記事は、この退避勧告の決め手となった、4号機の燃料貯蔵プール内に水があるかどうかの見極めについて、NRCの判断が二転三転した様子を詳述。爆発が起きず建屋が残っていた2号機に上空から水を投下するため、携行式対戦車ロケット弾(RPG)で天井を吹き飛ばす案を検討していたことも明らかにした。
その上で、当時の委員の言葉を引き、危機に際して「取るべき正しい態度は、最悪の事態を想定し、最良の事態への希望を捨てないことだ」と述べている。(田中靖人)

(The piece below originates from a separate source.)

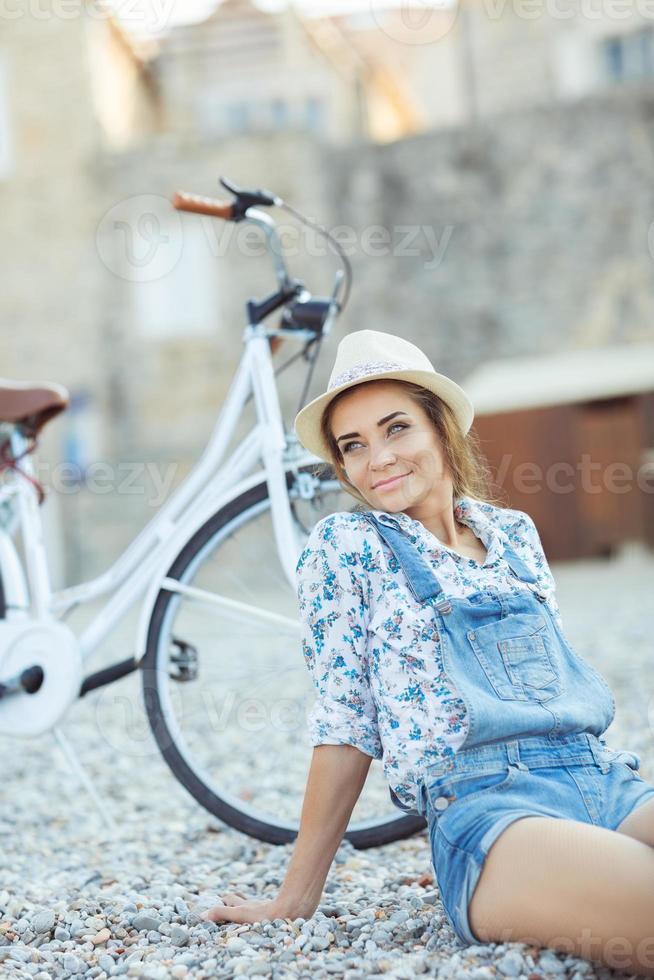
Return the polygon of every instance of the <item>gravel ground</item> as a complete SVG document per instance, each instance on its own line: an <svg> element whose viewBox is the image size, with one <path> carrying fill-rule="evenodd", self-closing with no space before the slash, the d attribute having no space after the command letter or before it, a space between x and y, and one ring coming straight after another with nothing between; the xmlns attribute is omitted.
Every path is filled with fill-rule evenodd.
<svg viewBox="0 0 654 980"><path fill-rule="evenodd" d="M646 620L654 555L632 546L610 562L553 564L552 571L567 635L616 697L607 741L638 752L641 775L654 782ZM137 686L134 675L114 685ZM112 750L98 731L95 696L73 707L63 730L111 810L116 835L53 738L0 738L0 977L619 975L524 944L461 946L442 909L426 831L365 851L344 841L307 922L201 921L197 912L221 892L274 897L292 845L262 844L220 823L156 750L136 760ZM117 716L117 725L123 721ZM147 742L145 719L136 722Z"/></svg>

ニューヨーク・タイムズ(米国)~不信の連鎖、米国の懸念裏付け
「壊れた原子炉をめぐる混沌の中、(当事者の)信頼は欠如し、狂乱めいた電話のやりとりが続いた」
2月28日付の米紙ニューヨーク・タイムズは、民間の有識者でつくる「福島原発事故独立検証委員会(民間事故調)」の調査報告書を紹介する記事で、事故当時の菅直人政権の対応の混乱ぶりを強調した。
記事は、事故の最も深刻な初期段階で、「日本のリーダーたちは、原発が実際にどれだけのダメージを受けているか把握しておらず、あまつさえ国民へのリスクを軽視しようとさえした」と厳しく批判する。
「主要な登場人物たちの間の信頼の崩壊が、いかに日本の当局者の(適切な)反応を妨げたかを報告書は物語っている」とし、菅氏と東電の首脳陣、そして福島第1原発の責任者の相互不信を問題視。関係者の対立が、危機の初期段階で、「ときに矛盾した情報の氾濫による混乱を生み出した」と指摘した。